In the province of Bandipora, in the Indian state of Kashmir, lives a 65-year-old poet who has never gone to school, who can neither read nor write, and who claims to have created her own alphabet to write her poetry.

Her name is Zareefa Jan and she says that her initiation into poetry took place a few years after her marriage, when she was in her thirties. She had gone to fetch water from a nearby stream, when she claims that she has lost all sense of the world around her and has fallen into a kind of trance. When he came to himself he had lost his cup, but he also felt like a completely different person.

This is what he told journalist Rouf Fida in an article published in VIce, as he shared a sheet of paper with pencil scribbles of various circles. Each had small differences, some were larger, others were not so perfectly circular, some were closer to each other, there were also those that seemed to be highlighted over and over again.

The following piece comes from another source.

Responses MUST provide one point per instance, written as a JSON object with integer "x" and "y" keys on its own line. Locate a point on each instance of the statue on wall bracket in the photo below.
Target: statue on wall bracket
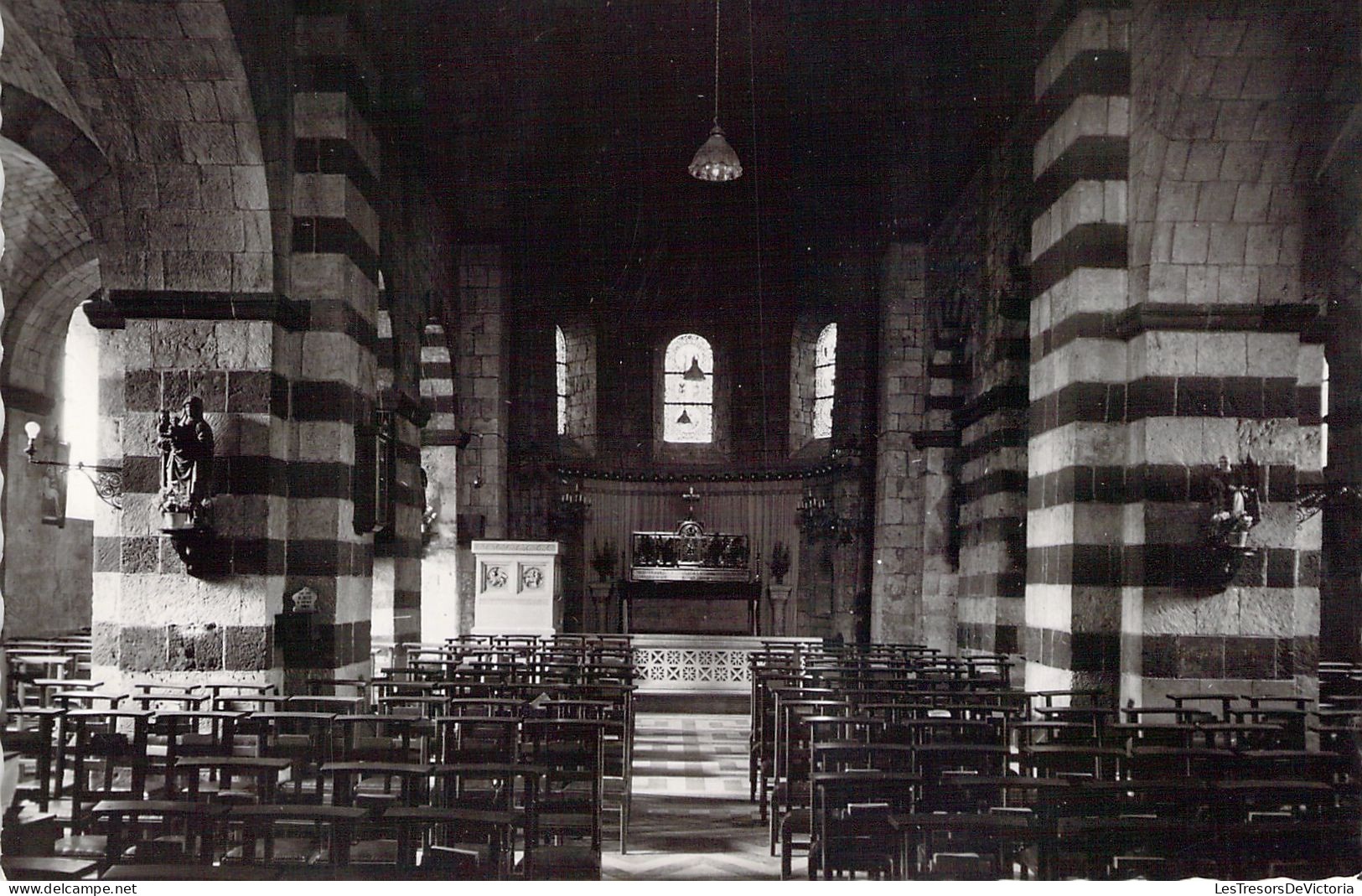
{"x": 1235, "y": 511}
{"x": 187, "y": 451}
{"x": 185, "y": 468}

The circles are arranged in a line, when Zareefa writes them, he does so from right to left, as it is written in Urdu and Kashmir, the native language of the province where this poet lives.

Letters are sizes and shapes of circles.  Photo: @kamranyousuf_
Letters are circles of sizes and shapes. Photo: @kamranyousuf_

She speaks her language perfectly, but since she did not go to school and no one taught her properly, she can neither write nor read it.

“No one in the world can read these lines except my mother”, he said to Vice, Shafaat Lone, Zareefa’s son.

These lines are the coded language that Zareefa created, developed as a way to archive his poetry.

“This is my language, the language of circles”, he said proudly. “I have developed it over the years.”

Zareefa practices Sufism, a mystical form of Islam, an unorthodox school of practice that focuses more on the esoteric aspects of religious life, and in which Sufis strive to have direct personal experiences with God.

The alphabet created by Zareefa Jan is based on circles.  Photo: @kamranyousuf_
The alphabet created by Zareefa Jan is based on circles. Photo: @kamranyousuf_

She says that after the experience at the well, a “heron” came out of her mouth.

A “heron” is a poem or an ode originating in Arabic poetry and its theme generally concerns love, desire and loss.

“Until then, I had no idea what poetry was because I had never read it. But since then I have written hundreds of poems and gazals “Zareefa said.

Here are a few lines from one of his poems:

“Panie soaraan aam yawuniyey

Lalwuniyey thovtham to.

Yawun myon chambi dulwuniyey

Yi chu samsara napaidaar.

(I did not destroy my youth like a fire kept feeding me. My youth is insignificant in the transient world) “.

Since he felt the call of poetry, Zareefa wrote over 300 pieces, the vast majority of them are “herons”.

She created this alphabet to record her work so that it is not lost in oblivion Photo: @kamranyousuf_
She created this alphabet to record her work so that it is not lost in oblivion Photo: @kamranyousuf_

She writes in Kashmir, a language that has fallen into disuse even in its place of origin. This is one of the reasons he hid his gift from his family for a long time. Your children, for example, if they went to school, They speak Urdu and English, but do not understand the dialect of their poetry.

When she finally decided to share her poems, she impressed her family and her husband with their quality. However, the language remained a barrier.

Much of his work has been lost in oblivion, and that is why he ended up perfecting his own alphabet, which, although he is the only one who can interpret it, serves to record his work.

Zareefa’s family intends to collect these texts and publish them in a book. where people can appreciate the language created by the poet, and clearly, his translation.